March 06, 1998|By Kevin L. McQuaid | Kevin L. McQuaid,SUN STAFF

Two prominent stockholder advisory firms are recommending that Marriott International Inc. shareholders vote against the company's plan to spin off its lodging operations from its management services business.

Institutional Shareholder Services and Proxy Monitor base their recommendations on Bethesda-based Marriott's decision to link a shareholder vote on a proposed merger with numerous "anti-takeover provisions and management entrenchment devices."

Although ISS said Marriott's pending merger with Sodexho Alliance S.A. is attractive, the consultant contends the hotel company's bundling of the two issues leaves stockholders with a "difficult choice."

"We consider the board's bundling of anti-takeover provisions with an economically attractive merger and spin-off to be coercive to shareholders," said Mark Brockway, a senior analyst with ISS, which measures proxy issues for 500 clients worldwide and 16,000 corporate votes annually.

"While we believe the merits of the Sodexho transactions are without question, shareholders should have the opportunity to vote separately on the anti-takeover provisions," Brockway added.

Marriott shareholders will vote March 17 on whether to spin off the company's lodging, senior living and distribution businesses and merge its management services business with Sodexho's North American operation.

A new company, Sodexho Marriott Services Inc., would be the nation's largest contract services firm with annual sales of $4 billion and more than 4,800 accounts.

Proxy Monitor, a New York-based pension fund consultant, said the new Marriott would "perpetuate the anti-democratic, anti-takeover provisions that are contained in the company's present certification of incorporation."
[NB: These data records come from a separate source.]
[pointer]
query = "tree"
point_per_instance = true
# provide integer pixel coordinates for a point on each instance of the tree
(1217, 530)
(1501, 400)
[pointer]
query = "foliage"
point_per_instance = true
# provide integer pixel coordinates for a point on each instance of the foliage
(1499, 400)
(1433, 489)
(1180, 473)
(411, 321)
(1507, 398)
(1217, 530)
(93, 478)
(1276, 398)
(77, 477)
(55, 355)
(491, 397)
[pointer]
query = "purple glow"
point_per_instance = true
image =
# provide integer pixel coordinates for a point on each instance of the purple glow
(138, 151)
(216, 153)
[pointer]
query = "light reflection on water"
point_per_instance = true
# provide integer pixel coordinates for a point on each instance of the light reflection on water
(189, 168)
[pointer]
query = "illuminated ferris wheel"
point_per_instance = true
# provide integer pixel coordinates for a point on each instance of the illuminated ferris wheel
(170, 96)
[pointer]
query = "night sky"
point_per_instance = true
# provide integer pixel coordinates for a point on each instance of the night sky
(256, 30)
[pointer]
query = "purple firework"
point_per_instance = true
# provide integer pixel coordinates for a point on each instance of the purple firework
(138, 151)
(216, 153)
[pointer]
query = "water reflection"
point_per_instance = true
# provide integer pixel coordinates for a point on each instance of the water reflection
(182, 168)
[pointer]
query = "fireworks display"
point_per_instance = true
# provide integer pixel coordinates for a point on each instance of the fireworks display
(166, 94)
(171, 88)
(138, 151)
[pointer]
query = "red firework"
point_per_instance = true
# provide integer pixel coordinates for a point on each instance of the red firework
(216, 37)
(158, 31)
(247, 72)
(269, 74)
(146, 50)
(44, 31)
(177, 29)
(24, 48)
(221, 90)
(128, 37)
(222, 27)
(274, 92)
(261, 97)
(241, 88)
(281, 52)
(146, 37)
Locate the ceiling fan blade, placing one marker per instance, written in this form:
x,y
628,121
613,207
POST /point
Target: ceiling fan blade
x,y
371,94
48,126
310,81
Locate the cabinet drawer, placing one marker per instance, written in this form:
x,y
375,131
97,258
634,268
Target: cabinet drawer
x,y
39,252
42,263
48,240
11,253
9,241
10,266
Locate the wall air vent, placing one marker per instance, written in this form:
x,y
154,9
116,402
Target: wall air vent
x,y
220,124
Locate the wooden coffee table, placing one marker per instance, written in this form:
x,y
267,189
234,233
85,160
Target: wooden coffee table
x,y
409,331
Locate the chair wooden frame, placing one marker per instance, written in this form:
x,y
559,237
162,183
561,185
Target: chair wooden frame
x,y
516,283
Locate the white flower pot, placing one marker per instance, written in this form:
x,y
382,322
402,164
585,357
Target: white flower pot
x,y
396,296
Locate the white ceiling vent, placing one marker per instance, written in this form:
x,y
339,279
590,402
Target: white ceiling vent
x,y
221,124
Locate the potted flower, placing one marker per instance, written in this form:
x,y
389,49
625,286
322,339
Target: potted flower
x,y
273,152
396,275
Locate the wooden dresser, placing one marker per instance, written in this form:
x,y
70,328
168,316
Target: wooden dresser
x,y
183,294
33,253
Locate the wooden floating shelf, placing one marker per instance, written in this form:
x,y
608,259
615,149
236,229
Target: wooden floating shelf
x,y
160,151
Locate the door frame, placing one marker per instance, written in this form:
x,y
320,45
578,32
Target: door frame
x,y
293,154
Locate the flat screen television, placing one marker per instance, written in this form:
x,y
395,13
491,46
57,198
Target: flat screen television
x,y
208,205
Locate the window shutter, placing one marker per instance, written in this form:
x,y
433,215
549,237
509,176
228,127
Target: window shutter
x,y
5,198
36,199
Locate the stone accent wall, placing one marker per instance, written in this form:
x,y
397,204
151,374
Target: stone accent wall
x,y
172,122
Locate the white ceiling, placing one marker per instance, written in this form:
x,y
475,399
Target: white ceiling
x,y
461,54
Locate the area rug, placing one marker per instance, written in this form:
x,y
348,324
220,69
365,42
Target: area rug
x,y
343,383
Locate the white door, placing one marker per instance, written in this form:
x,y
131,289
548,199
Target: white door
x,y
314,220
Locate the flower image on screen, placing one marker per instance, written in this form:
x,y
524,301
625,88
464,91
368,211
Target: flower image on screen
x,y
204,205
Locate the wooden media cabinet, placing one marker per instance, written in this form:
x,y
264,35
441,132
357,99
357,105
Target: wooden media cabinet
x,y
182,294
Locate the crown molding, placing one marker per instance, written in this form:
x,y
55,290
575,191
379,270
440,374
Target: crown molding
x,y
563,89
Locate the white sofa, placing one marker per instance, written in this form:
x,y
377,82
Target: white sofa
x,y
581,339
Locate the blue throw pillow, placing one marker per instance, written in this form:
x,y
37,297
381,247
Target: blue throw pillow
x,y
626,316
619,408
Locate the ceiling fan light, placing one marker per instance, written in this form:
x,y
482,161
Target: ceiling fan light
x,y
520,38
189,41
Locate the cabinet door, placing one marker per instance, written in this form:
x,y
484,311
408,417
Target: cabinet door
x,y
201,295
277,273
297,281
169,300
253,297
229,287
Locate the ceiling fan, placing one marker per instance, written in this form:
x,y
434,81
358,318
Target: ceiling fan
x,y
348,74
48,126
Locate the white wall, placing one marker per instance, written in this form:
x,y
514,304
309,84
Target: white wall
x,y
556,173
"Proxy Monitor feels strongly that the company should take this opportunity to embrace principles that comport with today's notions of good corporate governance," wrote Desmonde Printz, Proxy Monitor senior analyst.

Printz, like ISS, recommends that Marriott have separate votes on the Sodexho merger and the anti-takeover provisions.

The two advisers and the Hotel Employees & Restaurant Employees International, which represents thousands of the company's workers, also oppose the Marriott plan because it would help solidify Marriott family control over the company through the issuance of a new class of stock that would subordinate its existing common stock.

Marriott family members control roughly 20 percent of the company.

The enhanced anti-takeover measures include a so-called "poison pill" that kicks in when someone obtains 15 percent of Marriott's stock. Currently, the poison pill provision isn't unleashed until 20 percent of Marriott's stock is acquired.

Marriott, which contends it requires the new stock to complete acquisitions, said that despite the objections the merger and provisions will benefit shareholders.

"We reaffirm our belief that the transaction will have benefits for our shareholders, associates and customers," said Tom Marder, a Marriott spokesman.

Marder also noted that both ISS and Proxy Monitor agreed that the Sodexho merger was "economically positive for shareholders."